I ordered the chick on page 3 in the Victoria’s Secret catalog…
But all they sent me was her underwear.
My 4 year old told me to just turn the tire around as the top part isn’t flat. I don’t care if it’s wrong – that’s still some great logic.
The main cause of immigration is we’re still a country where people want to go, but we’re working on fixing that
Tried to pull up my sleeve and accidentally punched myself… Probably had it coming anyway
moms in horror movies
Him: When I suggested we try a little role play, this is not what I had in mind
Me: [in Jabba the Hutt costume] JUST PUT ON THE GOLD BIKINI
Every time I go to the grocery store my husband asks what I’m going to buy. What does he think I’m going to buy, a tiger?
*Me, accidentally knocking kitchen knife off counter*
My foot: I’LL GET IT
My brain: NO YOU IDIOT
nothing more Los Angeles than an earthquake getting jealous of the publicity the hurricane is getting
So it turns out ghosting doesn’t work on credit card companies.

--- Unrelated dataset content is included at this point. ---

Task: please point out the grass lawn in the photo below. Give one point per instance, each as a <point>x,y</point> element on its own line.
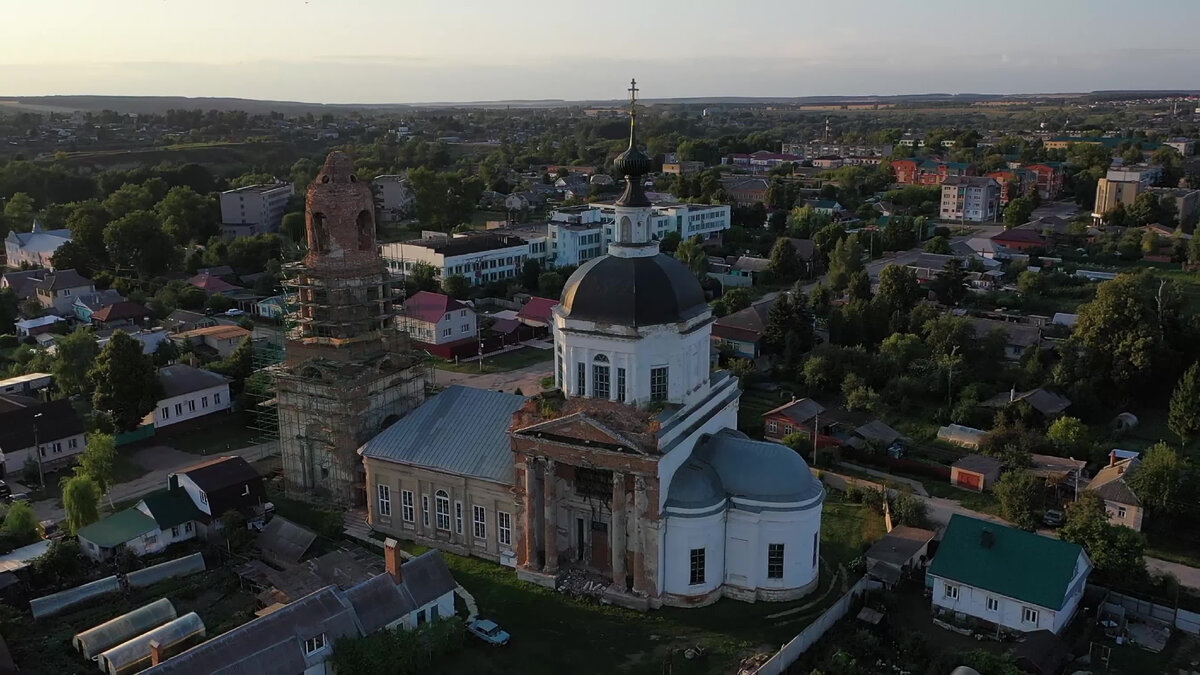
<point>555,633</point>
<point>515,359</point>
<point>231,435</point>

The best part of being a flight attendant has to be when you walk the aisle saying “trash” to everyone’s face.
Every Monday I say to myself, “Jim…you need to go on a diet and stop eating doughnuts.” Luckily, I am not Jim.
Hotel reviews are pure chaos. You’ll read, “Breathtaking lobby. Extraordinary suites. My stay filled me with a deep & lasting sense of peace.” Then the next one’s like, “This dump is FILTHY! Elevator was SLOW! Ice machine TIPPED over & I’m STILL pinned BENEATH IT!!!”
Don’t drink water and stay hydrated it’s a hoax
What Abba never mentioned is that Dancing Queen is really a figurehead position. All the real power is in the hands of Dancing Parliament.
Flushing my dead goldfish down the toilet. I am kicking this addiction for good
[Grade 6]
TEACHER: You can’t end a sentence with a preposition.
ME: You just did.
TEACHER: What?
ME: Ended a sentence with “a preposition.”
I use my rear windshield wiper mainly to show off that I have a car with a rear windshield wiper.
Parents: If everyone jumped off a bridge, would you do it as well?
Me: (imagining a scenario where everyone is jumping off of a bridge): probably. What if it’s on fire?
Parents: go to your room.
Valentine’s Day tip for the men:
If you made dinner reservations call the restaurant and tell the host there’s an extra $20 for the bartenders if they card your wife.
You’re welcome
Boss: “Are you texting?”
Me: “No, I’m Tweeting.”
Boss: “What’s the difference?”
Me: “Texting would imply that I have friends.”
If you fart in the forest and nobody is around to hear it, would anyone- [text from wife: you’re disgusting]
I am travelling in the Mexican wilderness and have been accepted into a pack of pumas!
They protected me last night while I slept. Deeply honoured to say I think they are are also happy to let me have some of their breakfa
Welcome to your 40’s. You’ll be mad if a neighbor doesn’t mow their lawn.
Inflation has drastically altered what it means to say “I just ate $25 worth of Taco Bell”
People think getting married young is a bad idea.
I got married young and everything worked out.…not with her, obviously, but still.
Me: Why is my phone making this odd noise when I use it?
Verizon Service Rep: *listens* It’s playing Backstreet Boys
Me: Tell me WHY
Rep: Ain’t nothing but a mistake
I wanted to feel like a kid again so I soaked every towel getting out of the shower and trashed the bathroom.